TAOS, NM – Jan. 6, 2022 —Fire managers on the Carson National Forest are preparing to strategically implement prescribed burns across the forest to reduce hazardous fuels in advance of warmer, drier weather.
Prescribed fire is part of a science-based framework for managing forests to reduce the risk of severe wildfire and allow less intense fire to play its natural role in a frequent-fire ecosystem. Fuel treatments, such as prescribed burns, are an effective way to slow wildfires and moderate fire behavior.
The decision to implement a specific prescribed burn depends on multiple conditions and parameters; including the national wildland fire preparedness level and resource availability, fuel moisture levels, air quality, smoke dispersal, and forecast weather and winds. Fire managers consider smoke impacts to communities before making a final decision to implement a prescribed fire.
Each prescribed fire is designed to accomplish specific objectives and is managed with firefighter and public safety as the highest priority.
The projects under consideration between now and the end of May are:
- 80 acres, Tio North pile burn in Tres Piedras, New Mexico.
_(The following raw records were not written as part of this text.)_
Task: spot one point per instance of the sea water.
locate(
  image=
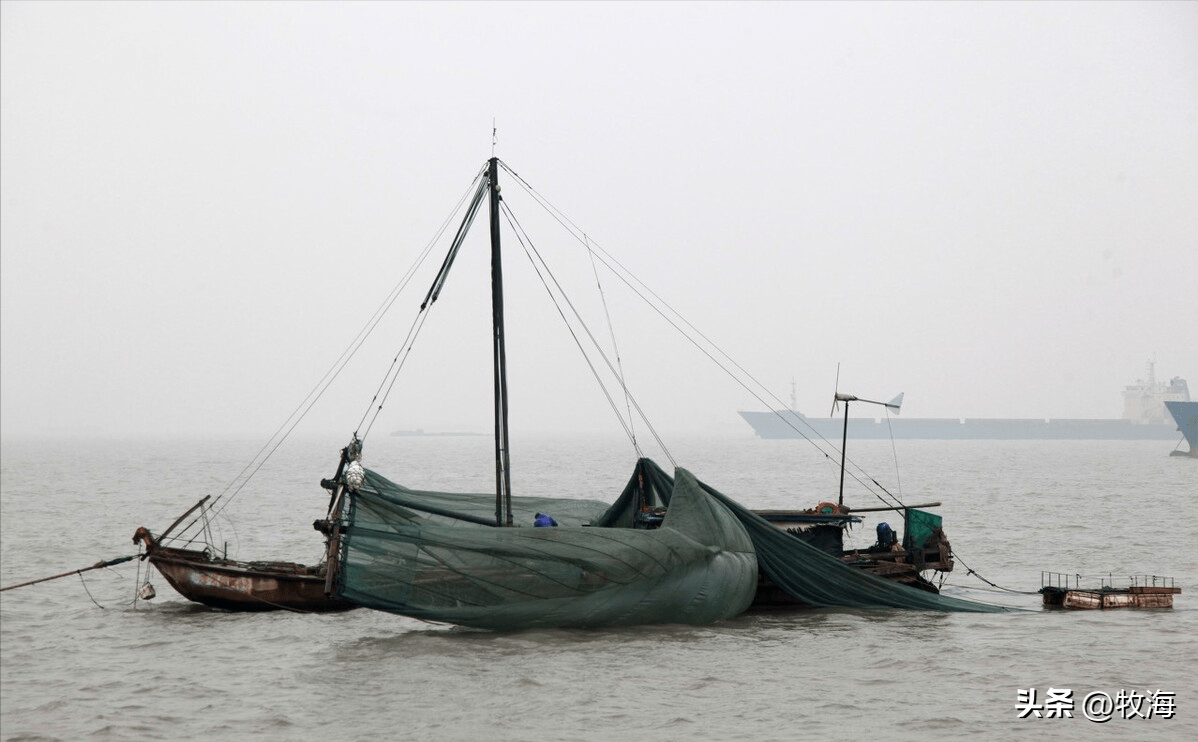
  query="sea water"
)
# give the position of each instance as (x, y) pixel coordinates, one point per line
(82, 659)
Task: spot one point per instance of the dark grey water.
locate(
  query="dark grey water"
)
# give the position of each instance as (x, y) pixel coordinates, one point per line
(173, 670)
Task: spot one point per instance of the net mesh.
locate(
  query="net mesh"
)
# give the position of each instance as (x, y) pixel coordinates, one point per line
(697, 567)
(430, 555)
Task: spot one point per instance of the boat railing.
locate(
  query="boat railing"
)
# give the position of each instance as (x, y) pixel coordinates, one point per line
(1109, 581)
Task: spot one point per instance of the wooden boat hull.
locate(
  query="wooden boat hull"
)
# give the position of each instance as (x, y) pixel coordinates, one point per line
(246, 586)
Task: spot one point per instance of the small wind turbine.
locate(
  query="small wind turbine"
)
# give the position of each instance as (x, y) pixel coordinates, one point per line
(838, 397)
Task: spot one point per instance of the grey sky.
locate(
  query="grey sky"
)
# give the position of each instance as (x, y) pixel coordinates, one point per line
(987, 206)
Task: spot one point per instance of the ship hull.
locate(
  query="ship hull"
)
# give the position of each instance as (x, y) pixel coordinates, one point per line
(1185, 414)
(785, 423)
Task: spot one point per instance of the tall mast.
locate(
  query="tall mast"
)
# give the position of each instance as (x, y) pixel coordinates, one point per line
(502, 459)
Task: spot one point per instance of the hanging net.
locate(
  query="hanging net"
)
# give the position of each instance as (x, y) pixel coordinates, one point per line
(667, 550)
(404, 553)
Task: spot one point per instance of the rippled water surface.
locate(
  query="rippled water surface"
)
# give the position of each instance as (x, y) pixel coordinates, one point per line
(80, 661)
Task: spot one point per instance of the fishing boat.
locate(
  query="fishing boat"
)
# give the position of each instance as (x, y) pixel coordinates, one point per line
(203, 575)
(667, 549)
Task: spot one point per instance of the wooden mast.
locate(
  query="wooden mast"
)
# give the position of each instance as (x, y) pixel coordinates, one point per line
(502, 459)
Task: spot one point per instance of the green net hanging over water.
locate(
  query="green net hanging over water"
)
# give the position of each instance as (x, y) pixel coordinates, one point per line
(667, 550)
(696, 567)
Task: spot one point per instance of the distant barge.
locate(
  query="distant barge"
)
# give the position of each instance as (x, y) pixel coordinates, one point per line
(1144, 418)
(1141, 591)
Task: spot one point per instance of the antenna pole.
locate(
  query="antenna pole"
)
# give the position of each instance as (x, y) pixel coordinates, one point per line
(502, 458)
(843, 447)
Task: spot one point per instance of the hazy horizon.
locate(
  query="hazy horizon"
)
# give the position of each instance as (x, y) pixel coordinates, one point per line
(986, 206)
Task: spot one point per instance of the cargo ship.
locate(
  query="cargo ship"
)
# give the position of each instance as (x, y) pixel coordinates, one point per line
(1185, 414)
(1145, 417)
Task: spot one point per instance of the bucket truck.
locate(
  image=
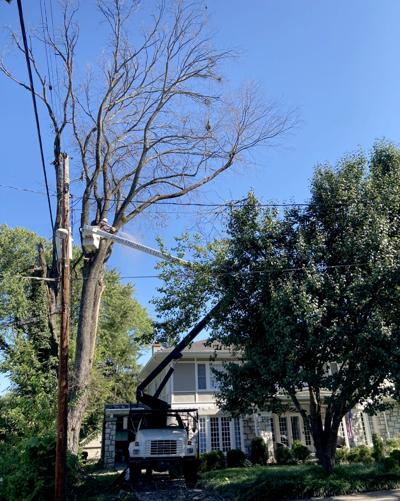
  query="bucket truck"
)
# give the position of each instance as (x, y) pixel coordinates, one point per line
(160, 438)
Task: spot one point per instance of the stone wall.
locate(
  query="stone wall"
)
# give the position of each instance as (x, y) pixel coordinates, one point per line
(109, 442)
(387, 424)
(248, 432)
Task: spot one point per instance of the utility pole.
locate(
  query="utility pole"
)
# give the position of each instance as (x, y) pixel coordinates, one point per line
(63, 238)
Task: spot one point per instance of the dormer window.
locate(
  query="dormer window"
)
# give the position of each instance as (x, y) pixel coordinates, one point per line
(201, 377)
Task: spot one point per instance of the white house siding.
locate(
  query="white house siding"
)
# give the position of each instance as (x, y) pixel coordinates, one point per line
(193, 385)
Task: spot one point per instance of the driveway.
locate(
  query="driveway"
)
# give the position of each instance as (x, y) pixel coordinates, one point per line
(366, 496)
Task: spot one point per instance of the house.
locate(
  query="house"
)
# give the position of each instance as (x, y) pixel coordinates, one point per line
(193, 384)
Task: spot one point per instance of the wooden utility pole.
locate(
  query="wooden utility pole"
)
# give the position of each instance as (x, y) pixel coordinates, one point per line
(64, 238)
- 177 acres, Willow pile burn in Tres Piedras, New Mexico.
- 113 acres, El Rito Canyon thinning burn in El Rito, New Mexico.
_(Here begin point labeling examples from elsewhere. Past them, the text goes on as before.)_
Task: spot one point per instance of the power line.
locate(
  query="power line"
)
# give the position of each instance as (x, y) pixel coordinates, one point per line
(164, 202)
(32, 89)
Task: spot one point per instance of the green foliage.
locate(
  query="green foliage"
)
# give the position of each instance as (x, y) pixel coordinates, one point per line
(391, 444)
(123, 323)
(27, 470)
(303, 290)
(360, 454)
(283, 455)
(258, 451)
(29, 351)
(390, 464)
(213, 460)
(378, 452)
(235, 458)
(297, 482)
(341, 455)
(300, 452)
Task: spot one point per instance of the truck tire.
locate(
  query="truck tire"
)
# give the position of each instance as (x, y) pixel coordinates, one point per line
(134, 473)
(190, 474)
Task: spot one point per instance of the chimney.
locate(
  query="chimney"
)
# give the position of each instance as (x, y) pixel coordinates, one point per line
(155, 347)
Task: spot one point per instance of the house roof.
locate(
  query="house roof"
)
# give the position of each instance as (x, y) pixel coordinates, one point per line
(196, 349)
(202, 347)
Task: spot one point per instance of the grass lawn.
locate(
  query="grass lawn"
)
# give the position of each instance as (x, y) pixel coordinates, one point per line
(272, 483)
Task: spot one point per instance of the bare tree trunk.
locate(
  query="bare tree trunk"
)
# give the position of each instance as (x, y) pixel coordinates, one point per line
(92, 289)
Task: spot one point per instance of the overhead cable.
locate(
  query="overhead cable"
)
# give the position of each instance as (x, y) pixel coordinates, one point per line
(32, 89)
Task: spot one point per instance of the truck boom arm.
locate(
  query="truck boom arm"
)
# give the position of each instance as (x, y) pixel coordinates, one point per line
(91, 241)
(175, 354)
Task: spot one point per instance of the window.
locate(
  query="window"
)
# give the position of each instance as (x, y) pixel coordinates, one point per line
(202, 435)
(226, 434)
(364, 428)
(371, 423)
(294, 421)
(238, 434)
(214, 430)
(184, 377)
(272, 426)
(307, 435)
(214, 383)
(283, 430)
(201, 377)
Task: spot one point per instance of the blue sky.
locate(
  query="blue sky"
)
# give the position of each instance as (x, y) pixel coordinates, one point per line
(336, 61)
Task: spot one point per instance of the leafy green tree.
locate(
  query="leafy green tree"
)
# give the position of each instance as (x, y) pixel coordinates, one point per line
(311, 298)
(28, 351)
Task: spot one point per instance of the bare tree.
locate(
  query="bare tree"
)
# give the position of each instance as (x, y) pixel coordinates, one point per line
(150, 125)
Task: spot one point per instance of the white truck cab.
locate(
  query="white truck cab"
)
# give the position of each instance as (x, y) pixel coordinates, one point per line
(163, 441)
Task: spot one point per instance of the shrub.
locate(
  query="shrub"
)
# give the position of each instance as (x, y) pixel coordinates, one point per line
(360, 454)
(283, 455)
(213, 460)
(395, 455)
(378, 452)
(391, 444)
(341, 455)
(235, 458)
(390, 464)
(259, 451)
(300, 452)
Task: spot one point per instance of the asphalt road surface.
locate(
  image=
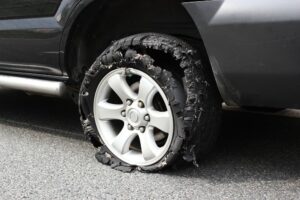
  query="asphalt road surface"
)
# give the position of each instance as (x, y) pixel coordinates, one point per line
(43, 155)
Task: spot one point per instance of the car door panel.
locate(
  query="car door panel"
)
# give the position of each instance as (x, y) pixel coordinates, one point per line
(29, 36)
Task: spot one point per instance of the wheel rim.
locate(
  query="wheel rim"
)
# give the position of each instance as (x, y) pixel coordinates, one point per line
(133, 117)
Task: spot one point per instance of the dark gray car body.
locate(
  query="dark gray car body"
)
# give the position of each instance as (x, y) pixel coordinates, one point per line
(254, 49)
(253, 46)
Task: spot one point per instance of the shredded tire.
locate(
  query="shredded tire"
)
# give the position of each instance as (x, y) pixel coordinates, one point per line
(197, 115)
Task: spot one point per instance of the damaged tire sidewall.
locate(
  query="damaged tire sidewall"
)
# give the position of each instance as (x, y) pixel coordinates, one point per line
(163, 78)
- 120 acres, Kiowa-San Cristobal slash burn, located south of Forest Road 7 and south of San Cristobal, NM.
Smoke may be visible in surrounding areas during and after ignitions.
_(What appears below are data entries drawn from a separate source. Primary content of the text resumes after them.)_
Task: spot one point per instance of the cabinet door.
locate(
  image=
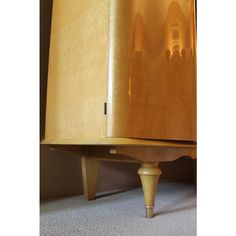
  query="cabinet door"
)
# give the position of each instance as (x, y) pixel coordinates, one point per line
(152, 69)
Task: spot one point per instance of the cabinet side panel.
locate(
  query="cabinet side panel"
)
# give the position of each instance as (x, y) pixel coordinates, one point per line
(77, 76)
(152, 69)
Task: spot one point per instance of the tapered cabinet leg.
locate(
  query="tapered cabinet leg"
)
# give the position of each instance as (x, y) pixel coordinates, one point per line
(149, 174)
(89, 175)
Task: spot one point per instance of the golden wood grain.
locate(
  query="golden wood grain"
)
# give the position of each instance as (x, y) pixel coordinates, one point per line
(77, 76)
(152, 70)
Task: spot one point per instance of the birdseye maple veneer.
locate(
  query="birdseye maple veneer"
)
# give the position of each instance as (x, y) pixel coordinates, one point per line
(122, 85)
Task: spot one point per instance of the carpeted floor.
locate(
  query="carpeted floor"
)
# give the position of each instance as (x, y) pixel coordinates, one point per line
(122, 214)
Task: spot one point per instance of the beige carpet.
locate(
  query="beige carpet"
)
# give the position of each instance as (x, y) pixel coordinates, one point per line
(122, 214)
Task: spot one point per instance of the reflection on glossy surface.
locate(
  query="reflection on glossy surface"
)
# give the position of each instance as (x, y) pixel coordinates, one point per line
(152, 69)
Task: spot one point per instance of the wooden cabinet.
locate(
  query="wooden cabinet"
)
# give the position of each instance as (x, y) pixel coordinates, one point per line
(122, 84)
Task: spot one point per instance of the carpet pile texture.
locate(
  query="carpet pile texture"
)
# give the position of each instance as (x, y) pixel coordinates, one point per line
(122, 214)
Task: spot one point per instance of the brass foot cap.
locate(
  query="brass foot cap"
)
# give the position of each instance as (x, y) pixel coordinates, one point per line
(149, 211)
The Carson National Forest manages prescribed fires in compliance with New Mexico state regulations on air quality and smoke management. Smoke-sensitive individuals and people with respiratory problems or heart disease are encouraged to take precautionary measures. Information on air quality and protecting your health can be found online at the New Mexico Department of Health (NMDOH) Environmental Public Health Tracking (EPHT) website.